Zweitens ist die Entwicklung unzureichend und das Pro-Kopf-BIP liegt immer noch unter dem weltweiten Durchschnitt. Einige westliche Medien stellen einige Daten Chinas aufgrund der Berechnung auf Basis der Kaufkraftparität ungewöhnlich hoch dar und zogen daraus die Schlussfolgerung, dass „Chinas Bruttonationaleinkommen an Platz eins in der Welt liegt“, oder dass „das Pro-Kopf-BIP Chinas das Niveau der Länder mit hohem Einkommen erreicht“ habe. Doch die meisten ihrer Berechnungen können einer genauen Prüfung nicht standhalten. Aus den Statistiken der maßgeblichen Institutionen berechnet der Internationale Währungsfonds das Pro-Kopf-BIP in Bezug auf die Kaufkraftparität und teilt Länder in drei Kategorien auf: entwickelte, aufstrebende und sich noch entwickelnde Volkswirtschaften. China gehört immer noch zur letzteren der drei Kategorien. Obwohl die Weltbank China nach dem Bruttonationaleinkommen pro Kopf in ein Land mit mittlerem und hohem Einkommen einteilt, lag das chinesische Bruttonationaleinkommen pro Kopf im Jahr 2017 jedoch 7.310 US-Dollar, was nur 15 Prozent des Wertes der USA und weniger als 25 Prozent des Wertes von Frankreich entsprach. Damit lag China nicht nur weit hinter den Ländern mit hohem Einkommen, sondern auch unter dem weltweiten Durchschnitt von 10.387 US-Dollar. Bei dem Pro-Kopf-BIP verhält es sich ähnlich. Chinas Pro-Kopf-BIP lag 2018 bei umgerechnet nur 9.700 US-Dollar und damit weit unter dem unteren Limit des Wertes eines Landes mit hohem Einkommen (13.000 US-Dollar). Außerdem kann das Pro-Kopf-BIP nicht als einziges Kriterium für die Eingliederung von Entwicklungsländern und Industrieländern angesetzt werden. Herangezogen werden müssen zudem wichtige Indikatoren wie der menschliche Entwicklungsindex des Entwicklungsprogramms der Vereinten Nationen: In diesem Bereich lag China 2017 weltweit auf Platz 86 – und damit nur im globalen Mittelfeld – weit hinter Deutschland, Großbritannien und anderen europäischen Ländern.

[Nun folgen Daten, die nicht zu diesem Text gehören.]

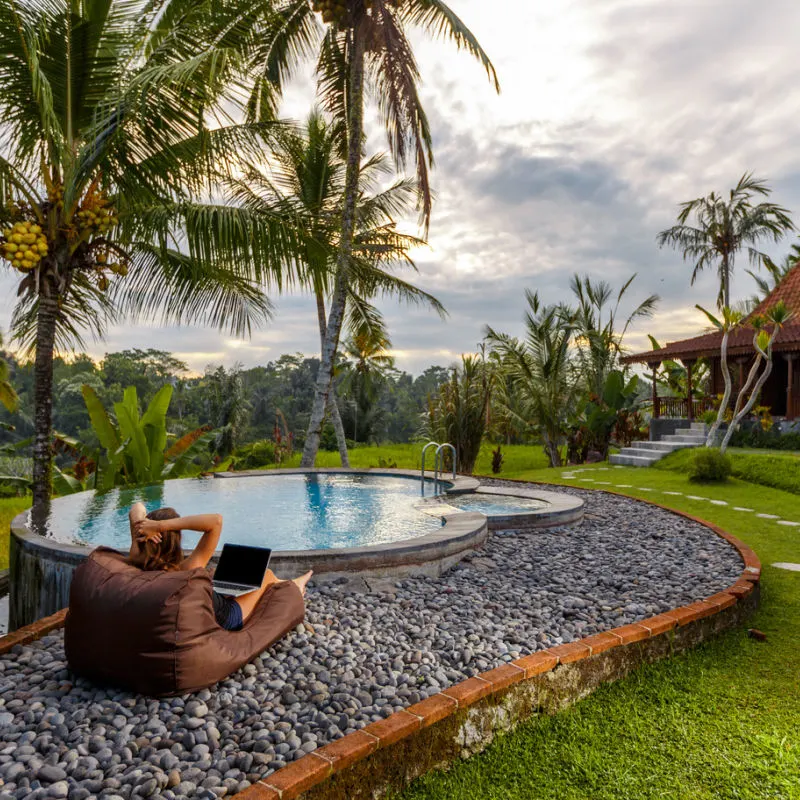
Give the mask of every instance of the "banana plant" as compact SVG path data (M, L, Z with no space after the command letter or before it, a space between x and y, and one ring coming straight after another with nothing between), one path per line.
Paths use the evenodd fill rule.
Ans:
M84 385L81 391L103 450L95 473L98 491L157 483L186 474L193 453L213 436L208 427L199 428L167 449L167 409L172 399L169 384L156 392L141 417L135 386L125 389L122 400L114 403L114 417L91 386Z

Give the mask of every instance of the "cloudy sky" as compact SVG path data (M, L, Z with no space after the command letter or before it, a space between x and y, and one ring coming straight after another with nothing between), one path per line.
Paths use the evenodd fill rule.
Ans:
M690 287L680 256L655 245L677 203L725 191L753 171L800 222L796 0L451 5L494 61L502 92L449 43L415 38L437 193L416 281L449 317L384 304L399 367L447 365L474 349L487 323L519 333L524 289L567 299L576 271L615 286L636 272L631 301L661 296L656 316L629 336L631 348L644 349L646 333L690 335L702 327L694 304L713 306L716 284L708 275ZM286 115L302 117L312 100L301 76ZM382 149L374 114L370 130L370 147ZM753 289L745 267L738 265L735 297ZM11 286L6 279L0 290ZM311 354L316 336L313 304L288 297L248 341L125 326L92 352L163 347L202 371L210 362L251 366L284 352Z

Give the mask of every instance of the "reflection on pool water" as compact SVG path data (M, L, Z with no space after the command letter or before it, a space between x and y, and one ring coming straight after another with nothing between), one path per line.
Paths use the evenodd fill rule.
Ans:
M220 542L308 550L361 547L422 536L441 527L420 513L419 479L378 475L265 475L167 481L104 495L61 498L47 522L48 536L127 550L128 509L172 506L179 514L220 513ZM199 534L184 533L191 547Z
M530 497L505 497L498 494L463 494L457 497L448 497L446 502L463 511L478 511L487 517L526 514L537 509L547 508L549 505L544 500L534 500Z

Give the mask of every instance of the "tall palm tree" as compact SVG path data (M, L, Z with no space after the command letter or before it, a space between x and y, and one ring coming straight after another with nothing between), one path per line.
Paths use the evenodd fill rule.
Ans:
M322 12L322 28L314 11ZM312 466L331 386L334 359L345 315L356 222L364 140L364 94L378 99L378 112L395 161L416 164L419 210L427 228L431 213L428 167L433 161L431 132L418 94L419 70L407 30L449 38L486 69L499 91L494 67L475 36L442 0L279 0L269 30L261 37L260 75L251 97L254 118L274 113L280 83L304 57L317 56L317 76L328 110L346 141L344 203L336 279L303 466Z
M337 127L313 110L302 129L281 131L271 150L268 172L248 168L229 181L230 198L251 213L283 214L298 226L305 243L300 257L303 285L314 292L320 349L328 325L326 302L333 291L336 255L341 239L346 161L341 155ZM375 295L393 295L408 303L424 304L444 314L435 297L393 274L398 267L416 270L412 248L424 241L400 233L394 218L403 216L417 198L416 184L403 179L382 186L391 176L388 159L365 159L359 172L359 195L351 252L345 323L353 336L385 335L383 320L372 306ZM328 412L336 430L342 466L349 466L347 443L333 391Z
M631 275L614 296L606 281L592 282L588 275L573 275L570 289L578 301L575 309L574 343L578 351L579 369L590 394L601 395L606 378L617 368L622 342L628 328L638 319L651 317L659 301L651 294L639 303L619 327L619 307L636 273Z
M197 200L270 130L228 124L235 97L218 102L256 5L0 0L0 256L20 277L15 338L35 349L35 505L57 346L117 314L237 334L269 315L261 287L282 278L291 234Z
M772 190L766 182L745 173L725 199L716 192L681 203L678 224L661 231L656 237L659 247L665 244L679 249L684 261L694 262L692 285L708 267L716 267L719 276L717 306L730 308L731 275L736 255L747 249L750 262L763 258L756 246L771 239L779 241L795 226L789 211L774 203L754 205L757 197L768 197ZM687 224L690 217L694 224Z
M800 243L795 242L789 252L779 263L775 263L769 256L764 256L761 260L769 278L762 277L748 269L747 274L756 282L758 294L753 295L748 301L751 308L755 308L772 291L778 288L780 282L800 264Z

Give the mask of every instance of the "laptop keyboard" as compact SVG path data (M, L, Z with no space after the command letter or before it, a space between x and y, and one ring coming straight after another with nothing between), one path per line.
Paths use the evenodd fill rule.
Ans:
M252 586L245 586L242 583L228 583L227 581L214 581L215 589L231 589L232 591L239 591L241 589L252 589Z

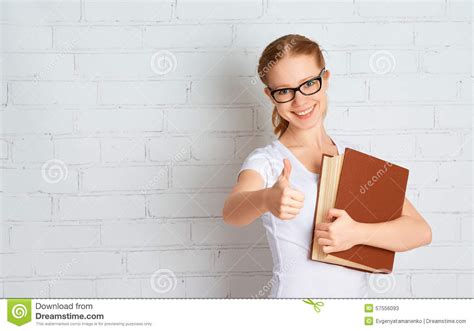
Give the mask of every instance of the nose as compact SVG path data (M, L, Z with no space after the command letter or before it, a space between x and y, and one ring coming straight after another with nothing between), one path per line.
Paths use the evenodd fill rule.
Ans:
M306 95L301 93L300 91L296 91L295 98L293 99L294 106L301 106L305 104Z

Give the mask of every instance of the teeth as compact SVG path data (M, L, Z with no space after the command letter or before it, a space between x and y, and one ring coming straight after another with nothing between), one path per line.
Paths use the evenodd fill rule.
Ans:
M305 111L302 111L302 112L299 112L299 113L296 113L296 114L299 115L299 116L303 116L303 115L309 114L309 113L313 110L313 107L314 107L314 106L312 106L312 107L309 108L308 110L305 110Z

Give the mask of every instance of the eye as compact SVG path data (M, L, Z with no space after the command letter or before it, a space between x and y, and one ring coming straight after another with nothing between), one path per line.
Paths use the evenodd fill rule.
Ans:
M277 93L278 93L279 95L285 95L285 94L288 94L289 92L290 92L290 90L288 90L288 89L283 89L283 90L279 90Z
M308 80L308 81L306 82L305 86L310 87L310 86L313 86L314 83L315 83L315 79L311 79L311 80Z

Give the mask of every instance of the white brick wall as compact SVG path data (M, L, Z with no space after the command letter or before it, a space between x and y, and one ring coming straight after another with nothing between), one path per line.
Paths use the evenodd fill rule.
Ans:
M0 6L2 296L258 296L263 228L220 214L274 139L255 69L287 33L326 51L328 130L408 167L433 229L371 295L474 295L468 1Z

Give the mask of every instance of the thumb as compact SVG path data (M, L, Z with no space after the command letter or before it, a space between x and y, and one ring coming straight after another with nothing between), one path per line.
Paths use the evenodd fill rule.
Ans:
M286 178L286 180L290 181L290 174L291 174L291 163L288 159L283 159L283 170L281 171L281 177Z

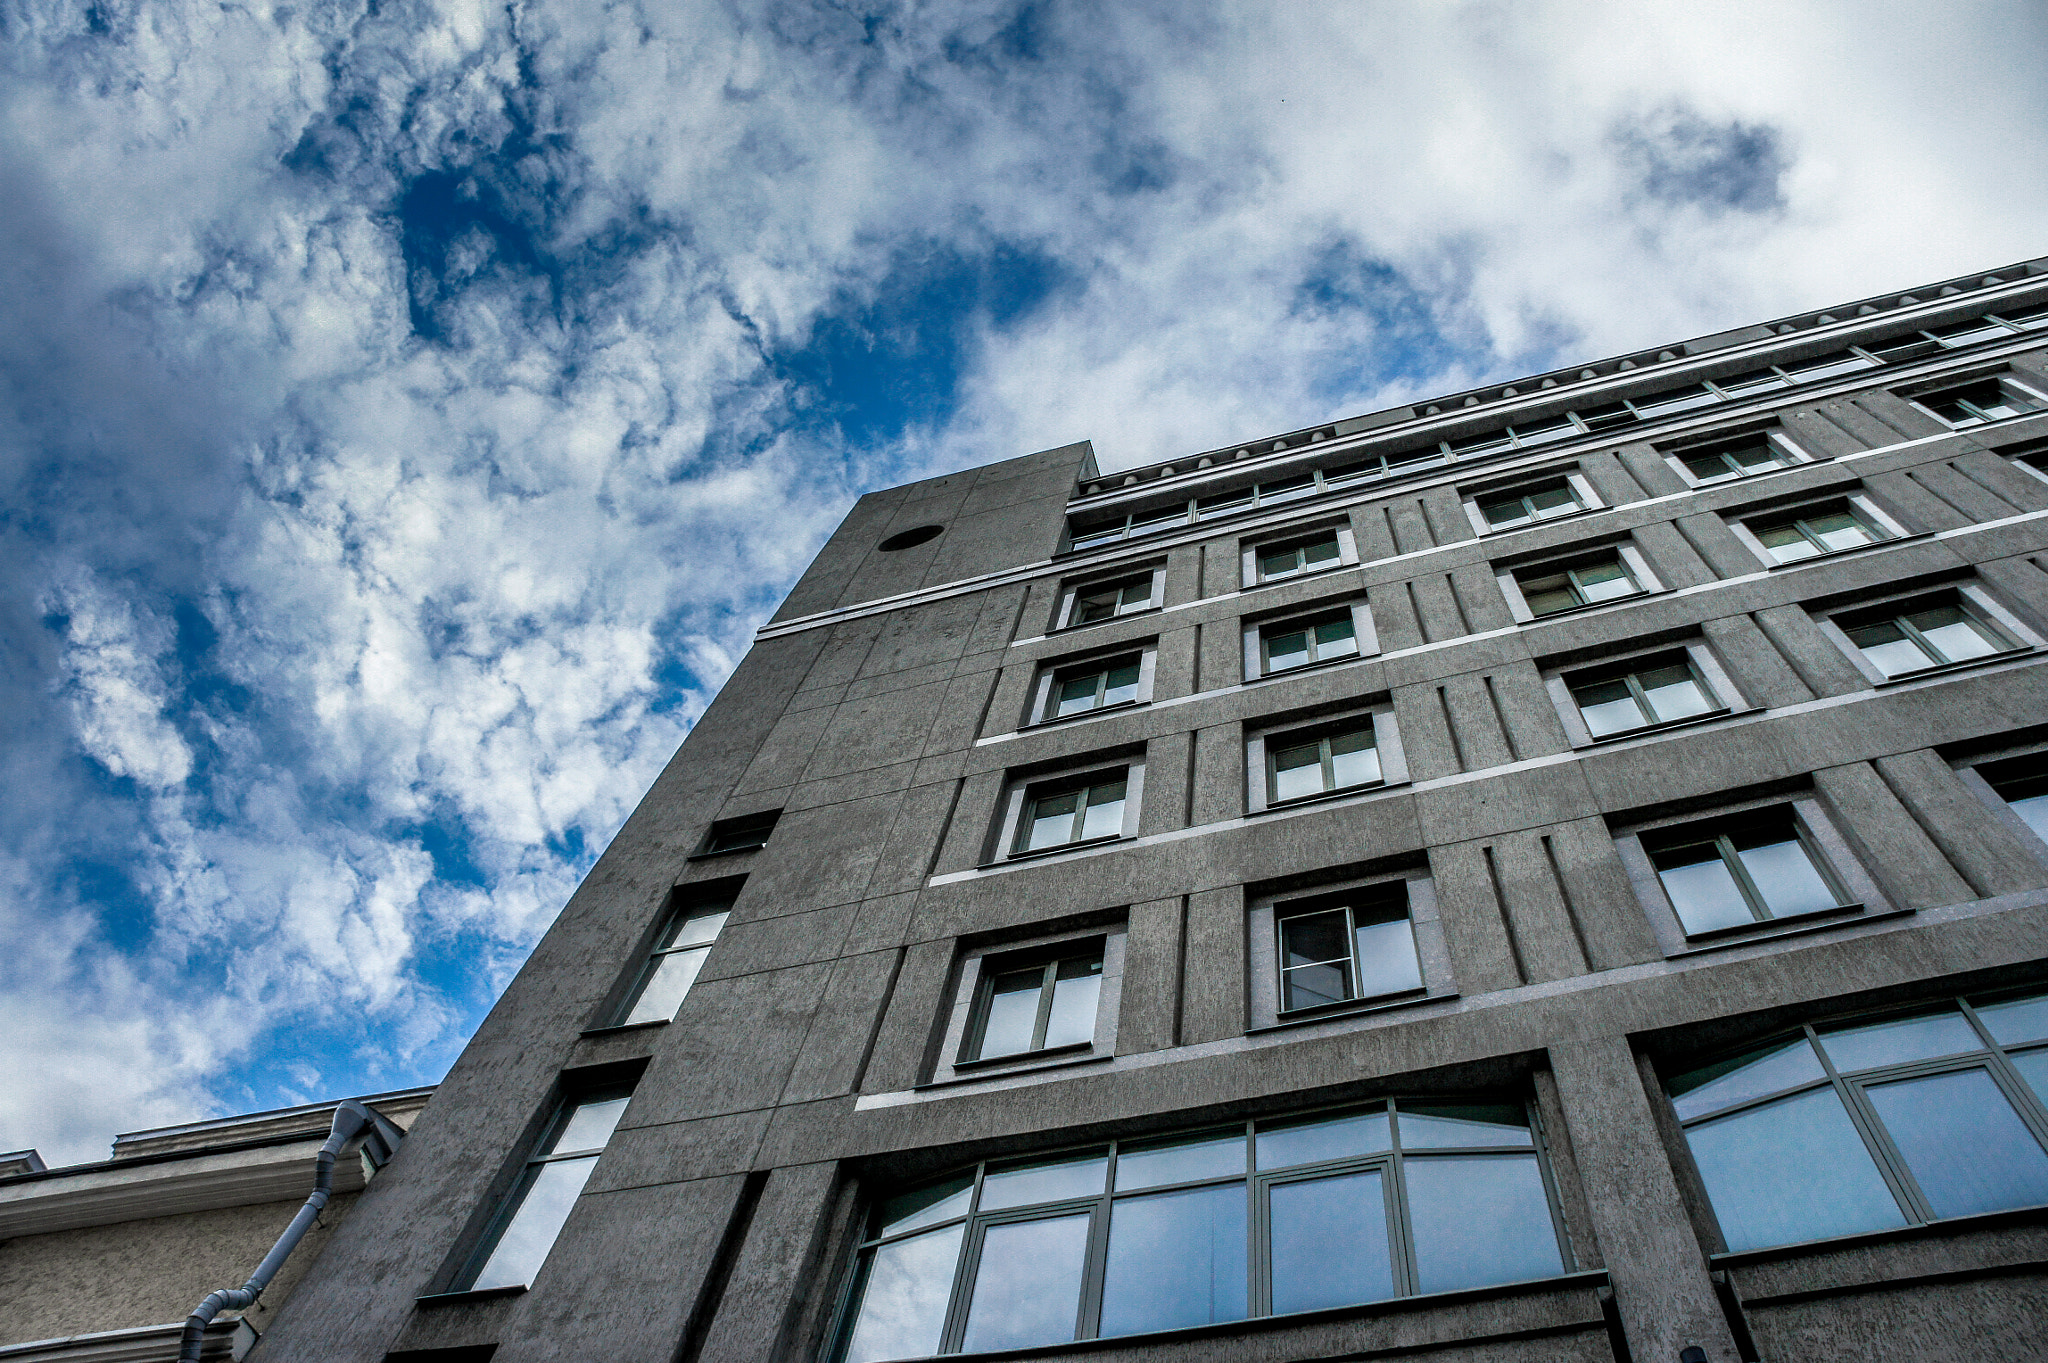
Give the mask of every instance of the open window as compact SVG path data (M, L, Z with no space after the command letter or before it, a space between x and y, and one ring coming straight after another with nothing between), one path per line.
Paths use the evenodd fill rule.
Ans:
M1156 650L1148 642L1129 651L1041 668L1027 722L1047 724L1144 704L1152 699L1155 656Z
M1116 1050L1124 925L962 951L936 1081L1067 1065Z
M1247 681L1377 652L1372 611L1363 599L1250 620L1244 627Z
M1349 526L1330 526L1302 531L1243 547L1244 585L1289 582L1313 573L1328 572L1358 562L1358 549Z
M1959 430L2048 408L2048 395L2035 391L2010 373L1922 388L1907 396L1944 424Z
M631 1096L630 1084L610 1084L572 1090L556 1104L456 1290L487 1292L533 1282Z
M1245 771L1252 813L1353 795L1408 779L1394 707L1313 722L1281 723L1246 736Z
M1974 582L1838 610L1819 623L1876 683L1995 660L2040 642Z
M995 831L998 859L1044 856L1133 837L1143 758L1037 778L1013 778Z
M775 831L775 825L781 819L782 811L779 809L745 814L735 819L720 819L704 835L703 850L697 855L722 857L732 852L752 852L764 847L768 843L768 835Z
M1906 533L1860 492L1736 515L1729 529L1772 567L1848 553Z
M1577 469L1467 492L1464 503L1466 518L1482 535L1520 530L1605 505Z
M1423 868L1254 893L1248 914L1254 1028L1456 992Z
M1494 575L1509 613L1524 622L1663 590L1633 544L1501 569Z
M1546 673L1574 747L1716 719L1741 693L1704 642Z
M732 915L735 893L678 890L671 896L653 944L615 1010L613 1026L636 1027L675 1017L690 986L697 982L712 943Z
M1162 604L1165 580L1166 565L1159 563L1115 577L1067 583L1060 590L1053 628L1074 629L1157 610Z
M1806 460L1799 448L1776 428L1674 445L1661 453L1692 487L1775 473Z

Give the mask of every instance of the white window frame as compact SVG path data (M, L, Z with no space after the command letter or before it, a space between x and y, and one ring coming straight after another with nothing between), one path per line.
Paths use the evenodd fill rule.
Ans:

Drittens steht Chinas Entwicklung vor dem Problem, dass das ursprüngliche Entwicklungsmodell des Landes nicht nachhaltig ist und modernisiert werden muss. Das Niveau der gesamten sozialen Produktivität ist nach wie vor nicht hoch und deren Struktur auch nicht sinnvoll. Es liegt noch ein langer und schwieriger Weg vor uns, bevor die Entwicklungsart, die durch hohen Arbeitseinsatz und hohen Verbrauch gekennzeichnet ist, dauerhaft geändert werden kann. Künftig sollte China bei seiner Entwicklung den Umweltindikatoren hohe Bedeutung beimessen, da das Volk immer höhere Anforderungen an diesen Bereich stellt. Ferner ist die Effizienz der Investitionen zu steigern, weil Chinas aktuelle Investitionseffizienz auf etwa 1: 7 gesunken ist, was deutlich niedriger ist als in entwickelten Ländern.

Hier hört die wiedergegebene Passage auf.